A new policy brief released this week by the Dacca Institute of Research and Analytics (DAIRA) has warned that the US-Iran conflict has delivered a severe commodity shock to Bangladesh's already-fragile economy, calling for urgent fiscal and monetary course correction ahead of the FY2026-27 budget.
The brief titled ‘Macroeconomic Impact of the US-Iran Conflict on Bangladesh: Monetary Assessment and FY2026-27 Budget Recommendations’ lays out a sobering picture: Brent crude surged 45.8 percent to $103.69 per barrel following the March 2026 conflict outbreak, urea fertilizer prices spiked 74.7 percent to $725.63 per metric tonne, and foreign exchange reserves bled $993 million in a single month.
Bangladesh entered the shock from a position of weakness. Quarterly GDP growth had already slipped to a decade-low of 3.03 percent, consumer price inflation stood at 8.71 percent, and Bangladesh Bank's repo rate was held at 10.00 percent, leaving a real interest rate of barely 1.29 percent.
Triple Constraint
The brief describes Bangladesh as trapped in a “triple constraint”, simultaneously defending reserves, containing inflation, and protecting the vulnerable with little fiscal room to manoeuvre.
Bangladesh Bank, the report argues, faces a structural dilemma.

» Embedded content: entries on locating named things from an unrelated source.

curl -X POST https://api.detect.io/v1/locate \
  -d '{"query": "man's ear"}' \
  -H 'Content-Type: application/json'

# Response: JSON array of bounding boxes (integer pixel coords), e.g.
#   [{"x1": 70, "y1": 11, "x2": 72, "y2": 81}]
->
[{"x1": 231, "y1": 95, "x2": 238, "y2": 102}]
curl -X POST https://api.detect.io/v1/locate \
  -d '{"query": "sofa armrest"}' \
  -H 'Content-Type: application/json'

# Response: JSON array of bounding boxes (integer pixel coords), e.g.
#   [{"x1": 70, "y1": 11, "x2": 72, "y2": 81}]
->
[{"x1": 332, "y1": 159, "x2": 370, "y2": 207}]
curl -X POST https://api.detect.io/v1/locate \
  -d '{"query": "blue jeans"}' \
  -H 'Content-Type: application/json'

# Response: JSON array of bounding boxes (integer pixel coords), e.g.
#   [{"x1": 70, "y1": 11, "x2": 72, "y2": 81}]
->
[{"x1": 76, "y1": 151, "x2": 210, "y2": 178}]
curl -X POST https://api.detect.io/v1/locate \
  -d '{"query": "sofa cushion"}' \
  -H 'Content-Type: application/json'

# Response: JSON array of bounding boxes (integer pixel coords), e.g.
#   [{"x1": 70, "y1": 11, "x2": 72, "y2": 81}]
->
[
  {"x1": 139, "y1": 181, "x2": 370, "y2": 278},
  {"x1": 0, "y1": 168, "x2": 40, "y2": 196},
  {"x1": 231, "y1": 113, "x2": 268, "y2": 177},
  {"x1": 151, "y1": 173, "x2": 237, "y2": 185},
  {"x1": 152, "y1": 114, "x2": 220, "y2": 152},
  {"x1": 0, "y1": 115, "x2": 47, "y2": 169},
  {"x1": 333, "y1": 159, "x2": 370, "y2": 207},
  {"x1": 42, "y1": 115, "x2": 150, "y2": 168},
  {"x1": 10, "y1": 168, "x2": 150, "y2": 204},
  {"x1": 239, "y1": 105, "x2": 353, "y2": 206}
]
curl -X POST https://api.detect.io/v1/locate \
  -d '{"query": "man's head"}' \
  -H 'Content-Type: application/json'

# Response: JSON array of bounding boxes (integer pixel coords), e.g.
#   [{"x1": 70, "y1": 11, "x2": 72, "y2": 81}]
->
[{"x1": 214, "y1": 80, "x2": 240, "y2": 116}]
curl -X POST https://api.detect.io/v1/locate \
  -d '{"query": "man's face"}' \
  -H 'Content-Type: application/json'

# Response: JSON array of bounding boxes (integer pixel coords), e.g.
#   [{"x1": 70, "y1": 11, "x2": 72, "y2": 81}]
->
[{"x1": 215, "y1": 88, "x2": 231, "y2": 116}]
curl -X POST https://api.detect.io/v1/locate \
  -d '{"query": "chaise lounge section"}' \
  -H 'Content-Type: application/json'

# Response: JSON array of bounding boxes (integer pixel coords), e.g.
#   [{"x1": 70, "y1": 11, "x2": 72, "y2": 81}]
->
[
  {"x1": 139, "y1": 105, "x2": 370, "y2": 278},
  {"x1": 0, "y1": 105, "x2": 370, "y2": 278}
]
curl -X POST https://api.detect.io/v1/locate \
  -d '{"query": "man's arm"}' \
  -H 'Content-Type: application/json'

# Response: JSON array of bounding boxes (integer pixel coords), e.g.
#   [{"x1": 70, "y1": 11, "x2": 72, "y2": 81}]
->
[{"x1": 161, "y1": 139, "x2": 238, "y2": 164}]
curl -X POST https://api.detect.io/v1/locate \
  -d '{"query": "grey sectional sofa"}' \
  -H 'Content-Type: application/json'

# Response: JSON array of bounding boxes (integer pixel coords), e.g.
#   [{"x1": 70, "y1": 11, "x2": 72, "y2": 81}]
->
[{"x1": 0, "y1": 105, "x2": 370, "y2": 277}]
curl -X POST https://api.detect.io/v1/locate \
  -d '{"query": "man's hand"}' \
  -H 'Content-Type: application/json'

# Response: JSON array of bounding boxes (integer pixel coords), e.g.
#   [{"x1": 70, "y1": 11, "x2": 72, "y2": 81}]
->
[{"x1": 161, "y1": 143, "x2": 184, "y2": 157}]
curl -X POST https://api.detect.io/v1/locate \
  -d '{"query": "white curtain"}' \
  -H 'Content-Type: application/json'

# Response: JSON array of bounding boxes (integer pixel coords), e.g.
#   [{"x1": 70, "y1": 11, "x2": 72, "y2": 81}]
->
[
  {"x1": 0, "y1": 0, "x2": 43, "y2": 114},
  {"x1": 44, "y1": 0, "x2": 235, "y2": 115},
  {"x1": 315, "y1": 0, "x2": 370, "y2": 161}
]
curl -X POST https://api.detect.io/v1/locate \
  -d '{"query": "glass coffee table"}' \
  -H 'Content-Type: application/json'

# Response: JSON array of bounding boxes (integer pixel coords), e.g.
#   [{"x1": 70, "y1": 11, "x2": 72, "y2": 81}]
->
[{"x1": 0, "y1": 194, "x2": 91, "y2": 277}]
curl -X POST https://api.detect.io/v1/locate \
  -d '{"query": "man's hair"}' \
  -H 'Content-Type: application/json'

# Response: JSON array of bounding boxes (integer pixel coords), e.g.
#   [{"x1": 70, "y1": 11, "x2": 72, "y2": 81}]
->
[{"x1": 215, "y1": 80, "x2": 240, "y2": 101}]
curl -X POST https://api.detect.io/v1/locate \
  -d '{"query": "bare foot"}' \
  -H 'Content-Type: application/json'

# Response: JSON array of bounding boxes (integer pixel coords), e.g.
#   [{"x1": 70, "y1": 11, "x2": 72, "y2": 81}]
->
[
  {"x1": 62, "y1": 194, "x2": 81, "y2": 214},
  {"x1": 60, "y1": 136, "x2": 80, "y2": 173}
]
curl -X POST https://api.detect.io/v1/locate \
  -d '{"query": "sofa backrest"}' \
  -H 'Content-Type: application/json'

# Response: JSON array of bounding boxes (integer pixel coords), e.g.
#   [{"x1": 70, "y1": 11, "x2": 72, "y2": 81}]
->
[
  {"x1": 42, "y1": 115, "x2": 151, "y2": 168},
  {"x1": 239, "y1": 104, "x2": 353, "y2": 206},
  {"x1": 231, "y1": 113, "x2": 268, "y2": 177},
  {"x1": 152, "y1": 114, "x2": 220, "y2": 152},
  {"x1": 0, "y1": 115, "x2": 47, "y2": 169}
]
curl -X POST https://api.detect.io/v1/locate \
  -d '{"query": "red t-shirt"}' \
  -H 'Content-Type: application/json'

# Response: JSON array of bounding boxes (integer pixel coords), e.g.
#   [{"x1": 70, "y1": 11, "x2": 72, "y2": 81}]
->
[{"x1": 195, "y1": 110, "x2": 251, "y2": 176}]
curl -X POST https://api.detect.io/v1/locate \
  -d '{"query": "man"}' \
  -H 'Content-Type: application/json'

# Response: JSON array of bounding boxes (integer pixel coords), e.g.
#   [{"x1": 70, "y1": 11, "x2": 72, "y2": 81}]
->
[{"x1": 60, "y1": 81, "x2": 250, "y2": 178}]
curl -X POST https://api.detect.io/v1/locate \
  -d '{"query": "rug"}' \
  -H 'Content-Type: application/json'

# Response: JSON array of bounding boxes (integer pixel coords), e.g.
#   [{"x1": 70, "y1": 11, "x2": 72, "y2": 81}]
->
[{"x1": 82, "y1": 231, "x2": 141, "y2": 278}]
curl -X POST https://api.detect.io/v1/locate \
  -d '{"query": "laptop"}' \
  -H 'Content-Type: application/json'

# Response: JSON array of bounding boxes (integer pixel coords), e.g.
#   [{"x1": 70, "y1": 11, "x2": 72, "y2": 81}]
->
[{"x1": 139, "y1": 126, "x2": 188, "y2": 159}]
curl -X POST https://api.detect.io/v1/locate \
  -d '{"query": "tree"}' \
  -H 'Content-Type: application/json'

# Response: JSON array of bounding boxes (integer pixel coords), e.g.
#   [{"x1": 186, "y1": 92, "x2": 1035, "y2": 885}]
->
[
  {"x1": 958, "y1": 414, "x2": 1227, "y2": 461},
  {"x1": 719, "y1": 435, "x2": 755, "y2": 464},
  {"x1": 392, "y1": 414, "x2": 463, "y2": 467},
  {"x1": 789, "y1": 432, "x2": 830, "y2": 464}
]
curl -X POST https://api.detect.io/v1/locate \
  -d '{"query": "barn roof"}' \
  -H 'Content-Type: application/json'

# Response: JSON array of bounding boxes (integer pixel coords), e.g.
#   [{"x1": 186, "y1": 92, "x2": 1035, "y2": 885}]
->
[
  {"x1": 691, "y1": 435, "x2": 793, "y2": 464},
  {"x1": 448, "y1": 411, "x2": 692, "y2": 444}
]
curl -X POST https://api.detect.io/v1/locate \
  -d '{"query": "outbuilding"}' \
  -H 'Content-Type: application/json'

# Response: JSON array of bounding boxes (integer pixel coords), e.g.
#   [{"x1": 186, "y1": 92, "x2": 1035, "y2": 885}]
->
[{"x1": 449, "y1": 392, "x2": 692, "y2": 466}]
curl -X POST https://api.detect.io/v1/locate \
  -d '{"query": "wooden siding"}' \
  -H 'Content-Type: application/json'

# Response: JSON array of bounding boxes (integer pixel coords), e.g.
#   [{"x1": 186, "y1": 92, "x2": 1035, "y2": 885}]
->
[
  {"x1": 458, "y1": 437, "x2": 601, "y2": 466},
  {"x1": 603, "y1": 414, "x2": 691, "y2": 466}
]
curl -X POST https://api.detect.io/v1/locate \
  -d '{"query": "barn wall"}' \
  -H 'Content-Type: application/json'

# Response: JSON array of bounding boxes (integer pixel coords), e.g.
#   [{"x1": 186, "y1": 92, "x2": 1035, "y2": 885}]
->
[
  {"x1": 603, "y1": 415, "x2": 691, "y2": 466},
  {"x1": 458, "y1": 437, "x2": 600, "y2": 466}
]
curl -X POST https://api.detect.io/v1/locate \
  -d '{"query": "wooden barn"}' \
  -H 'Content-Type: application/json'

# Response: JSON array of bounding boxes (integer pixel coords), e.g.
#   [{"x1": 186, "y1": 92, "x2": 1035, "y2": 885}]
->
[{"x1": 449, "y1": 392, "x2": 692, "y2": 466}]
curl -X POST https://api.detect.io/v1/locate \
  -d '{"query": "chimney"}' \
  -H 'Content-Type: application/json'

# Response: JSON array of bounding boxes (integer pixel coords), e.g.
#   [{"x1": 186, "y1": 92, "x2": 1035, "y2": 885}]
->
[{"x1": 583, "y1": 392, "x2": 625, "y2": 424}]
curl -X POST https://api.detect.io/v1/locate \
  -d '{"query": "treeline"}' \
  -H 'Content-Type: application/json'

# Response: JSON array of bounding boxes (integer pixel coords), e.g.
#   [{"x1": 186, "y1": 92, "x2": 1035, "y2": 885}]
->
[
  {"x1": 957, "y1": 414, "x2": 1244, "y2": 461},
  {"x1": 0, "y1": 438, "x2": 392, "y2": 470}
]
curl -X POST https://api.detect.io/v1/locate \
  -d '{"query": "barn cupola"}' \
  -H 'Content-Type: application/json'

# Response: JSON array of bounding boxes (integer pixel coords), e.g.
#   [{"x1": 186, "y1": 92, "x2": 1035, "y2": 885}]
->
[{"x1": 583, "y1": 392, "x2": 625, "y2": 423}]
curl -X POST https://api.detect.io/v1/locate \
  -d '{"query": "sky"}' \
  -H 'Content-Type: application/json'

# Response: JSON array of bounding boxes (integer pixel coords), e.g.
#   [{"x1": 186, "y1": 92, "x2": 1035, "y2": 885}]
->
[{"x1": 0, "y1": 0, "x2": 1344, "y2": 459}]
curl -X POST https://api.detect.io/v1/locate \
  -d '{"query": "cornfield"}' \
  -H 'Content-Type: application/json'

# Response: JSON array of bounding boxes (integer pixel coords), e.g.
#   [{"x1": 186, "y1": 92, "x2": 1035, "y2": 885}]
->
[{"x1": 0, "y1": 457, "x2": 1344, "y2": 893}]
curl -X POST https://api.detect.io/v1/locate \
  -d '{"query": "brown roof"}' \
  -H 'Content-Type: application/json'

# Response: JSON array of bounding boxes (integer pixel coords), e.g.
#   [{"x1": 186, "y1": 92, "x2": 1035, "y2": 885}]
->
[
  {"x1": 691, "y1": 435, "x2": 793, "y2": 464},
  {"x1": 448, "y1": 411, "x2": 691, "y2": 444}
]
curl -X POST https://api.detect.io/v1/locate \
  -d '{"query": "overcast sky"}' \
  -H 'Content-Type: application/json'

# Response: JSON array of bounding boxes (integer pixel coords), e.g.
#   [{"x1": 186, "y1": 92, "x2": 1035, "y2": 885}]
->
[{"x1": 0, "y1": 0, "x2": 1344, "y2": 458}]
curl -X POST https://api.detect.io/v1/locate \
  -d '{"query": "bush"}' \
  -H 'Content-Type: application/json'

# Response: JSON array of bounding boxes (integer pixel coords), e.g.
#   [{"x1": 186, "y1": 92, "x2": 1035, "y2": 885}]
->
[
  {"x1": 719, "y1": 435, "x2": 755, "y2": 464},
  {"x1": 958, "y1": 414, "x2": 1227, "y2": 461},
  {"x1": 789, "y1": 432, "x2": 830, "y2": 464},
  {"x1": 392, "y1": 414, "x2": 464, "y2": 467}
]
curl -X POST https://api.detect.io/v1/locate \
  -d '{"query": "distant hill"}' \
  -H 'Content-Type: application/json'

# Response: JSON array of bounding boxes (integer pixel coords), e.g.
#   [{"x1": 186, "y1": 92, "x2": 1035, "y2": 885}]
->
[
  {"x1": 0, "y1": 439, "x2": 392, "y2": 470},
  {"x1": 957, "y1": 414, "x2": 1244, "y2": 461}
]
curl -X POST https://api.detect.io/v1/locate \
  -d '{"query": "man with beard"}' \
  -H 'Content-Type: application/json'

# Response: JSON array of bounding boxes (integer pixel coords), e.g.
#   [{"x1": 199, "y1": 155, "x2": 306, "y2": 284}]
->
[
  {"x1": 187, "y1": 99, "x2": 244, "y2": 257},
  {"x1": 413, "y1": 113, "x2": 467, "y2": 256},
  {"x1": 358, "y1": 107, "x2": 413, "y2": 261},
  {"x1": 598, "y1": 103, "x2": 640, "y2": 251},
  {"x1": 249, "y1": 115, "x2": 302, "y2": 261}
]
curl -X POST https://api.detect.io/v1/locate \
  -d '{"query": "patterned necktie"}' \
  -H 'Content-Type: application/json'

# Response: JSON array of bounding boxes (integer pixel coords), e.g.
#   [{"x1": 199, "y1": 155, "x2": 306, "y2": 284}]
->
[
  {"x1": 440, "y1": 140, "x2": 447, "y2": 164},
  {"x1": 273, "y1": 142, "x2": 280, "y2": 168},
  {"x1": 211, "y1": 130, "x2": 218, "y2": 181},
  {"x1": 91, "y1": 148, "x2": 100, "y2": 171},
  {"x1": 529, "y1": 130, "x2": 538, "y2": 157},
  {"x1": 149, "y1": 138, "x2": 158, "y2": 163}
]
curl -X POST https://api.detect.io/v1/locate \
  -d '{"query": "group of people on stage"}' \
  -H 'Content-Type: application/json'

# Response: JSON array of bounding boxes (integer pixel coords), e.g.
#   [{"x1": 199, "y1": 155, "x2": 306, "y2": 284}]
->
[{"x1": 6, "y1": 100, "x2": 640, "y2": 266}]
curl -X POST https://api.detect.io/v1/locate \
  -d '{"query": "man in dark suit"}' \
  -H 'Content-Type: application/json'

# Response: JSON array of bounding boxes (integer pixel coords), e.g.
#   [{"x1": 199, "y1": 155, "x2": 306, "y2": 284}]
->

If oil prices remain above $100 per barrel, inflation could spiral to between 12 and 18 percent through fuel cost pass-through via the Bangladesh Petroleum Corporation, elevated liquefied natural gas costs raising power tariffs, and a fertilizer-to-food price feedback loop. “Yet raising interest rates further would choke private credit growth already hovering at 0.2–0.3 percent month-on-month, deepening the GDP slowdown.”
FX reserves, which had recovered from $24.8 billion in July 2024 to $35.1 billion by February 2026, are now under renewed pressure. At the March burn rate of $993 million per month, the brief warns reserves could reach $28–30 billion within six to nine months, approaching the IMF's critical three-month import cover threshold of $26 billion.
The report estimates that the conflict shock will impose additional fiscal pressure of BDT 83,000 to 130,000 crore on the FY2026-27 budget, roughly 3.7 percent of the FY2025-26 budget driven by BPC petroleum subsidy top-ups, Bangladesh Power Development Board power sector losses, swollen fertilizer subsidies and expanded food safety net requirements.
This comes as the FY2025-26 budget had already trimmed the subsidy, PPE and liabilities line by 18.4 percent to BDT 82,420 crore, a reduction the brief describes as “critically optimistic given the commodity shock.”
In the near term, Daira recommends holding the repo rate at 10 percent with a pre-announced trigger of 10.50 percent should CPI breach 12 percent, defending a $30 billion FX floor through targeted intervention, fast-tracking IMF Extended Credit Facility tranche drawdowns, and capping the Annual Development Programme at 90 percent while ring-fencing energy, agriculture and social safety net allocations.
The brief further urges that fertilizer and fuel support be delivered exclusively through the Farmer's Card Direct Benefit Transfer registry, restricting subsidised urea to smallholders farming under 2.5 acres.
Over the longer term, the report calls for allocating BDT 8,000–12,000 crore annually to grid-scale solar and wind power purchase agreements, building a 45-day strategic petroleum and LNG reserve funded by a BDT 0.50 per litre surcharge, and restructuring the energy subsidy architecture entirely toward direct transfers.
Three critical risk signals were flagged for policymakers: FX reserves falling below $30 billion, CPI exceeding 12 percent year-on-year, and the exchange rate against the dollar breaching Tk 125, each demanding immediate policy escalation.
“The FY2026-27 budget must prioritise fiscal discipline over development ambition,” the report concludes. “Monetary policy must hold its credibility even at a growth cost, and energy subsidy architecture must transition from universal to targeted before the next external shock arrives.”